An easier way for uprights

I have noticed some talk of lifting uprights onto the standard 4-wheel piano dolly. I have done it the old brute force way for over 30 years. However, in the last few years, I noticed that I had a Sam's Club $39.99 two-wheel box dolly, and I found myself trying something that works like a charm.

Have one person ready who knows how to set the dolly under the piano. (That is, with the rubber tracks up against the bottom of the piano with two of the wheels in the air.) Have them ready and waiting in front of the piano with dolly at the ready.

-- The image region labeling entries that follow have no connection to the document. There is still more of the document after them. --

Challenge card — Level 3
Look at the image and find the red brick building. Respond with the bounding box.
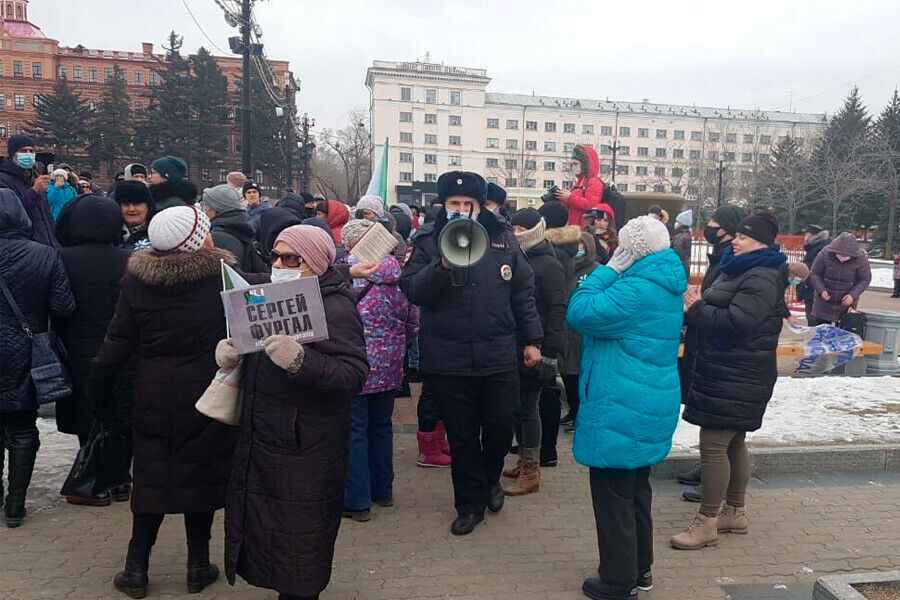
[0,0,297,189]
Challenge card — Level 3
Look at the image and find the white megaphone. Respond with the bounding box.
[438,219,491,269]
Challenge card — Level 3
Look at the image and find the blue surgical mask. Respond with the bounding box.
[16,152,37,169]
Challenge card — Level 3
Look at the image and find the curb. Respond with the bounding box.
[653,444,900,479]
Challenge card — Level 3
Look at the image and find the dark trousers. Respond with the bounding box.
[416,375,441,433]
[540,385,562,463]
[590,467,653,584]
[429,371,519,515]
[344,390,397,510]
[131,511,216,554]
[0,410,41,505]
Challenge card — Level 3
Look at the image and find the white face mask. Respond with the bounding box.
[272,267,303,283]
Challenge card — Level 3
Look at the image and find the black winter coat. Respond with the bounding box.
[681,251,786,431]
[89,249,237,514]
[56,195,135,435]
[0,195,75,410]
[400,210,543,377]
[225,270,369,596]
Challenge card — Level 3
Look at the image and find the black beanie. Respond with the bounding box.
[538,202,569,229]
[737,210,778,246]
[509,208,541,229]
[710,204,747,236]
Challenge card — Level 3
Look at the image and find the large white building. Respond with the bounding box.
[366,61,827,207]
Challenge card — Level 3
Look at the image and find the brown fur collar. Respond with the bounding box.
[544,225,581,246]
[128,248,237,287]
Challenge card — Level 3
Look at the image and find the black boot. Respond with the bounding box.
[113,542,150,598]
[3,429,41,528]
[188,542,219,594]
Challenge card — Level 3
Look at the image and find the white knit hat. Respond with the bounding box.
[148,206,210,252]
[619,216,670,258]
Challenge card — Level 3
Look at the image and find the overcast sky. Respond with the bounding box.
[29,0,900,131]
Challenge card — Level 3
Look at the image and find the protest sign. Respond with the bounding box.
[222,277,328,354]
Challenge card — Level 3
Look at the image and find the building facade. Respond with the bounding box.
[366,61,827,207]
[0,0,297,185]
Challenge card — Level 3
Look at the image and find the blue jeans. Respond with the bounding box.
[344,390,397,510]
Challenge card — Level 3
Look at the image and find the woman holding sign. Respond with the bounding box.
[216,225,369,600]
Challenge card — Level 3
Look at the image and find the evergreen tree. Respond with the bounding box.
[184,47,228,178]
[28,77,91,160]
[88,64,132,178]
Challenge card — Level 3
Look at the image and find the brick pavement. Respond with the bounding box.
[0,434,900,600]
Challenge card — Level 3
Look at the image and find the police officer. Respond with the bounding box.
[400,171,543,535]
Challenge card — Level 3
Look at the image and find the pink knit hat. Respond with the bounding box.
[275,225,337,275]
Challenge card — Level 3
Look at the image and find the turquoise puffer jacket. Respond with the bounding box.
[566,250,687,469]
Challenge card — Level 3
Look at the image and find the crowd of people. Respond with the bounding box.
[0,135,870,600]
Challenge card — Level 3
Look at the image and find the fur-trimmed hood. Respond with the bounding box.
[127,248,238,287]
[544,225,581,246]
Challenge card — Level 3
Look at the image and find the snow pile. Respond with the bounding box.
[672,377,900,452]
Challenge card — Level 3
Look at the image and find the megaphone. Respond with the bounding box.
[438,219,491,269]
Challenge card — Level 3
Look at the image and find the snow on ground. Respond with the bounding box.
[672,377,900,452]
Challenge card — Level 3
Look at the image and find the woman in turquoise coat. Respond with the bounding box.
[566,216,687,600]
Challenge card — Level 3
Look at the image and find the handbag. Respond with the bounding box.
[59,421,131,498]
[194,361,244,426]
[0,277,72,404]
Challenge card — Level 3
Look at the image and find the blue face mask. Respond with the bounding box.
[16,152,37,169]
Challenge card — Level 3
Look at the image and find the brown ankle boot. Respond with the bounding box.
[716,504,750,533]
[669,513,719,550]
[503,448,541,496]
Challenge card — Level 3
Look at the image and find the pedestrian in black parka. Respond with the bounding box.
[56,195,134,446]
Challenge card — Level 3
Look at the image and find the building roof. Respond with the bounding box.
[484,92,828,124]
[2,19,49,40]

You stand at the end with the two-wheel box dolly poised with its long foot under the end of the piano and wheels on the ground. Push the foot most to all of the way under the end (usually treble) of the piano. With one of your feet on the axle of the dolly, pull the top down almost to the floor. The piano kicks itself up in the air and your partner cocks the 4-wheeler up at one end and slides it under the piano.

The 4-wheeler will not be perfectly centered, but it usually does not need to be any more centered in most cases. If you need it centered, then take a deeper bite with the 2-wheeler while the piano is cocked up or with it sitting on the four wheel dolly pick it up a bit farther so the dolly can be repositioned. When you push the 2-wheeler down, raising the piano, you must notice the angle at the "foot to piano bottom board". If you go past a 90-degree angle, and push the dolly top all the way to the floor, you run the risk of the piano sliding off but usually that doesn't happen unless the bottom board is slick.

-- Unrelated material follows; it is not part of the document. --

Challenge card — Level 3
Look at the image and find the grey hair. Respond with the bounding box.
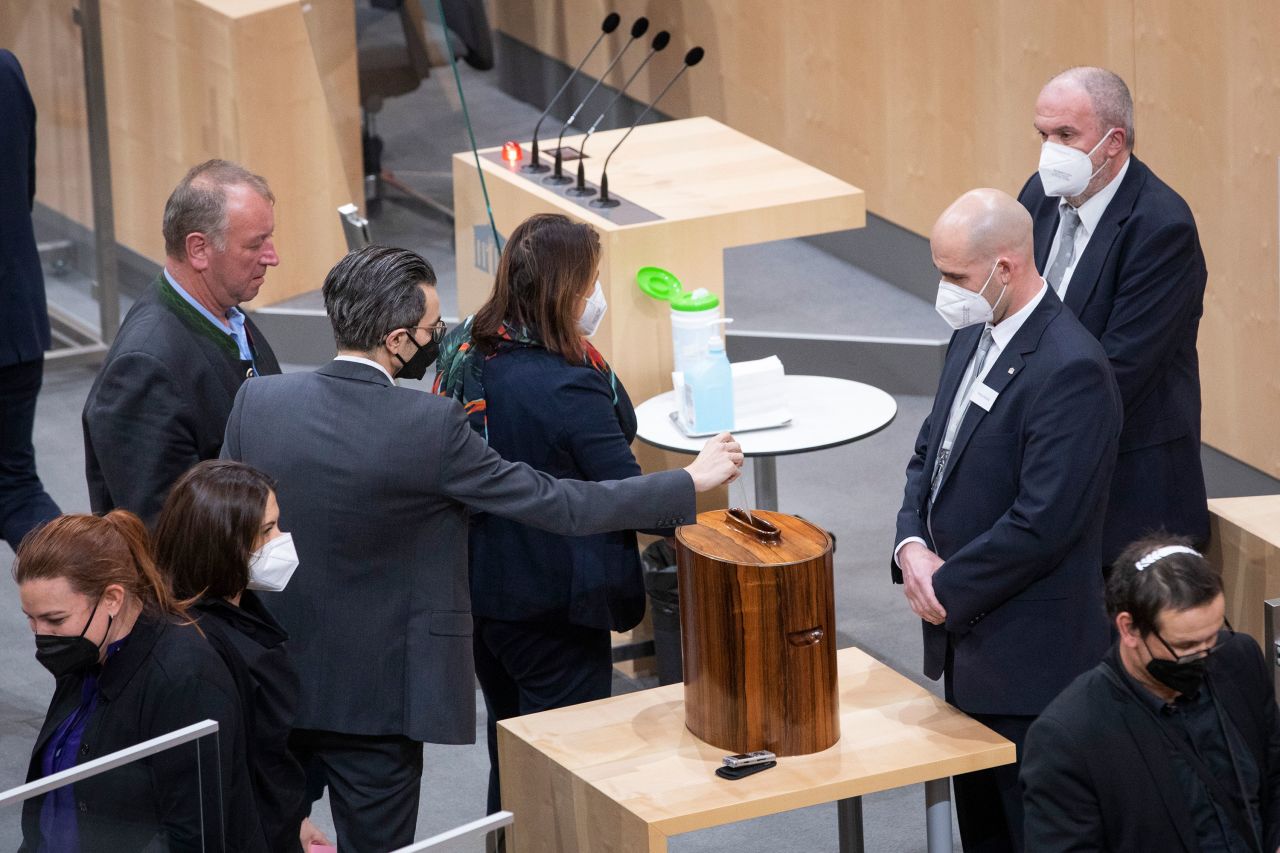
[1050,65,1133,151]
[321,246,435,352]
[161,160,275,260]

I have also used this method with a two-wheel appliance dolly with a shorter, more substantial foot: the kind with straps for a refrigerator and all. It still worked, except it felt more stable and you can hold the box dolly all the way down to the floor.

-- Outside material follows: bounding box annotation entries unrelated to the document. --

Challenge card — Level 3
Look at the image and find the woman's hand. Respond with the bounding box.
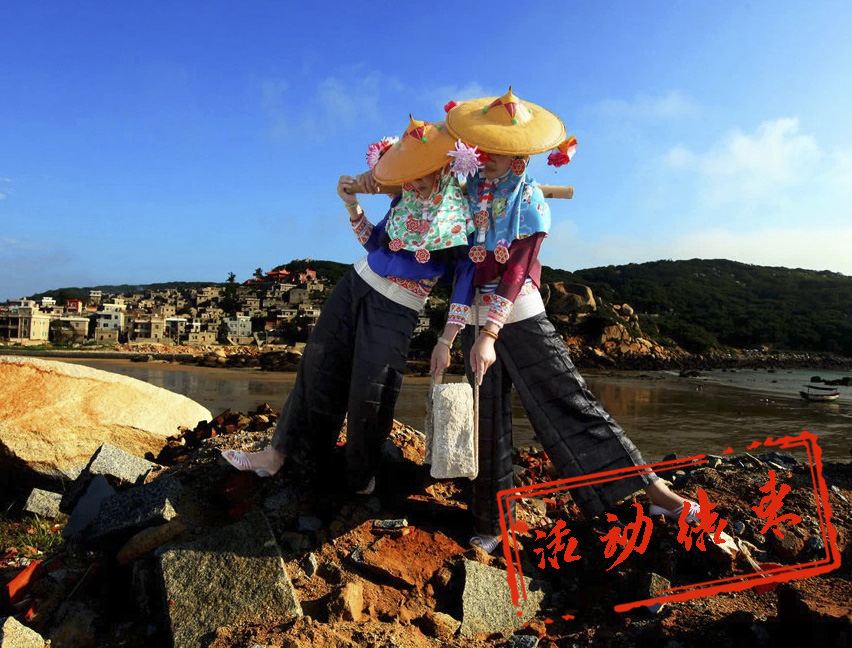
[429,342,450,383]
[470,333,497,385]
[355,171,381,194]
[337,176,358,206]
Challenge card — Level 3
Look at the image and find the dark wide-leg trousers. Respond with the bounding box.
[272,269,417,489]
[463,313,658,535]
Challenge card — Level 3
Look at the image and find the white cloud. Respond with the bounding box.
[696,118,822,207]
[664,146,695,169]
[541,222,852,276]
[260,73,402,142]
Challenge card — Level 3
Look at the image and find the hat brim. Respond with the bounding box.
[447,97,566,155]
[373,122,455,185]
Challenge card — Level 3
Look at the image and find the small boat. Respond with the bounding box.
[799,385,840,403]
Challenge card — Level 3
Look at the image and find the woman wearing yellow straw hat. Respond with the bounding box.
[447,88,698,553]
[222,118,473,493]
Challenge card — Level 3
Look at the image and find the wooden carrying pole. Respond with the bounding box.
[352,171,574,198]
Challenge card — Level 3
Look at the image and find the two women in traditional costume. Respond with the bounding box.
[447,88,697,553]
[222,119,474,493]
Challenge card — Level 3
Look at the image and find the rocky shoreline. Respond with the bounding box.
[0,338,852,374]
[0,406,852,648]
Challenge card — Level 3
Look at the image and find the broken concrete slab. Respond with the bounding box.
[24,488,62,520]
[62,475,115,542]
[60,443,156,513]
[86,475,182,541]
[459,560,545,635]
[0,617,44,648]
[158,513,302,648]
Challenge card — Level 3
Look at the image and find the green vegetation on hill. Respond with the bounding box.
[542,259,852,356]
[26,259,852,356]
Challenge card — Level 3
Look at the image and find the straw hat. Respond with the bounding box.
[447,86,565,155]
[373,115,455,185]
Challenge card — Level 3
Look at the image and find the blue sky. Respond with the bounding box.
[0,0,852,300]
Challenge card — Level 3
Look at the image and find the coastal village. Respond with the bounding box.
[0,269,852,648]
[0,259,668,366]
[0,268,382,346]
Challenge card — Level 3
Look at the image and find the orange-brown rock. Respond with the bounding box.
[0,356,210,478]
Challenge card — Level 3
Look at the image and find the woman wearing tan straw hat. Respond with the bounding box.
[222,118,474,493]
[447,88,698,553]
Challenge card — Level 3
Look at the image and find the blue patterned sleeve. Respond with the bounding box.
[447,257,476,327]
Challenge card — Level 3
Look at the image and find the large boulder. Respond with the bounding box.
[0,356,212,480]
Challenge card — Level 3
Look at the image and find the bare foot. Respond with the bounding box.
[222,446,284,477]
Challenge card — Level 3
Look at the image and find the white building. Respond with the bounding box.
[222,315,251,337]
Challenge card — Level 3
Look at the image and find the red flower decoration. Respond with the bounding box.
[467,245,485,263]
[547,151,571,167]
[494,245,509,263]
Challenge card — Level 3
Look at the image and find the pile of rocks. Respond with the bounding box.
[0,408,852,648]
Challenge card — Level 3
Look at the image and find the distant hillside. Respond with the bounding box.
[21,259,852,356]
[542,259,852,356]
[28,281,224,303]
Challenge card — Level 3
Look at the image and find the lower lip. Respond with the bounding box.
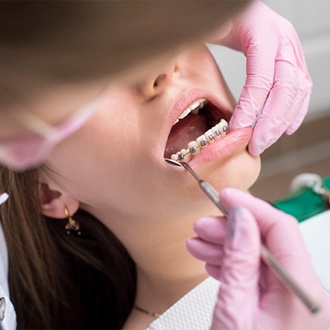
[189,127,253,165]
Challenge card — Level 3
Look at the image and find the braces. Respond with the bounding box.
[171,121,228,162]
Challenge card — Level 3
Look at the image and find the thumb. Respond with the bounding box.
[212,207,260,330]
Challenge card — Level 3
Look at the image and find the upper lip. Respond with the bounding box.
[169,88,231,125]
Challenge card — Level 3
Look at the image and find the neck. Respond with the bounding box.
[94,208,214,313]
[85,204,216,320]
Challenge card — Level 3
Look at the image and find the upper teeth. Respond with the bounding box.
[171,119,228,162]
[174,99,207,124]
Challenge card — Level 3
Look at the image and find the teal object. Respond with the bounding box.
[272,176,330,222]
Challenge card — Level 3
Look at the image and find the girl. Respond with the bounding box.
[1,46,260,329]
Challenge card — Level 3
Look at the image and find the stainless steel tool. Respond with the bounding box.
[165,158,320,314]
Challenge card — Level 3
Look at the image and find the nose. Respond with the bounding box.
[140,63,179,101]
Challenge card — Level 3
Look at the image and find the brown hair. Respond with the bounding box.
[0,167,135,329]
[0,0,250,104]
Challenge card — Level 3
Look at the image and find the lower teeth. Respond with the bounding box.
[171,119,228,162]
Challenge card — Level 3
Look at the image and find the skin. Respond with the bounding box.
[40,46,260,329]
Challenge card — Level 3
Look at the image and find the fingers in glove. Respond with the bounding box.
[187,237,223,266]
[194,217,226,244]
[212,207,260,329]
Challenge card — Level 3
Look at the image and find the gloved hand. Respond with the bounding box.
[210,1,312,156]
[187,188,330,330]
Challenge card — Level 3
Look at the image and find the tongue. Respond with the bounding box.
[164,114,208,158]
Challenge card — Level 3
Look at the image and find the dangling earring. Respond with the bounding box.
[64,206,81,235]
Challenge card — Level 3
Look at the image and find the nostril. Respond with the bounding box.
[153,73,166,87]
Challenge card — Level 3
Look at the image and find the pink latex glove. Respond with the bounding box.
[187,188,330,330]
[211,1,312,156]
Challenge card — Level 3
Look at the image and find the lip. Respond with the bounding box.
[169,88,232,128]
[162,88,233,154]
[189,127,253,166]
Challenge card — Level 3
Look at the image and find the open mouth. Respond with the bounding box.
[164,98,228,162]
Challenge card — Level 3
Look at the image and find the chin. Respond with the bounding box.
[200,151,261,195]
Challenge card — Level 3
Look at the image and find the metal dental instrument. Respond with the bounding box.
[165,158,320,314]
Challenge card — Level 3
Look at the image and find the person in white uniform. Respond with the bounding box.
[1,35,323,329]
[0,1,311,329]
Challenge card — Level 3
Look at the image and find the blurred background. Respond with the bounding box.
[212,0,330,201]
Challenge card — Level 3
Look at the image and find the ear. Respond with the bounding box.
[38,182,79,219]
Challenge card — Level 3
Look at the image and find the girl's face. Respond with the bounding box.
[46,46,260,221]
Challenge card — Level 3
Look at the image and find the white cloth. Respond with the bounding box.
[147,210,330,330]
[0,223,16,330]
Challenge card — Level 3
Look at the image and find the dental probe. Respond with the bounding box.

I needed this method because I do not move many pianos any more. I plan to keep my back in functional condition. I have used this method to move several hundred pianos and I have not had one catastrophe, except once when I had a complete idiot setting the 4-wheeler and he managed to set the dolly out of square, so that the piano tipped forward. Luckily it was a small Euro console and did not do much damage when it hit the floor.

Good luck to you all who try this, and save your backs.